Regarding the other genes, although we did not find any association with the development of the disease, some of the examined polymorphisms resulted associated with particular phenotypes, suggesting that these genes probably do not affect the disease susceptibility but modulate the phenotype. Of course, this lack of association does not mean that these genes are not involved with the disease; indeed, we cannot exclude that other SNPs in these same genes, not investigated in our study, could be associated. Interestingly, PSORS1C1 gene, which maps in the HLA region, resulted associated with LAC, decreased C4, and with an early-onset of the disease. PSORS1C1 gene is one of psoriasis susceptibility loci [51], but it is also associated with systemic sclerosis [52] and has been suggested to play an important role in the development of RA [53]. We also described an association between MiR-146a and the development of arthritis complications. It is known that MiR-146a is a negative regulator of the IFN pathway, and under-expression of MiR-146a conduces to alterations in the type I IFN pathway in lupus patients by targeting the key signaling proteins [54]. Autophagy has been described as a critical homeostatic mechanism in T lymphocytes, influencing proliferation and differentiation [55], and there are studies in the literature which highlighted the association between SLE and autophagy genes [56], [57]. However, in our study, we did not find any association of the disease with ATG16L1 and IRGM genetic variants. Of course, this lack of association could be due to the SNPs selection and other SNPs in the same gene could associate with the disease. Nonetheless, it is interesting to note that rs2241880 in ATG16L1 resulted associated with a minor risk to develop pericarditis as a complication. Admittedly, a limitation of our study is the relatively small number of samples; however, it should be underlined that this a monocentric cohort of patients of the same ethnicity, strictly followed and clinically well characterized.

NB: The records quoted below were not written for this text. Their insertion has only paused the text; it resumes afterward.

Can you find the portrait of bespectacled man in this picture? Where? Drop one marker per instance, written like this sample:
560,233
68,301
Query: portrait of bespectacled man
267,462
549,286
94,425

In conclusion, our study confirms the role of STAT4 and IL10 in SLE susceptibility and describes for the first time the association between a HCP5 genetic variant and SLE susceptibility. These results confirm the importance of the adaptive and innate arms of the immune system in establishing SLE risk. However, each of the identified alleles accounts for only a fraction of the overall genetic risk, and functional studies are necessary to clearly explain their involvement with SLE pathogenesis.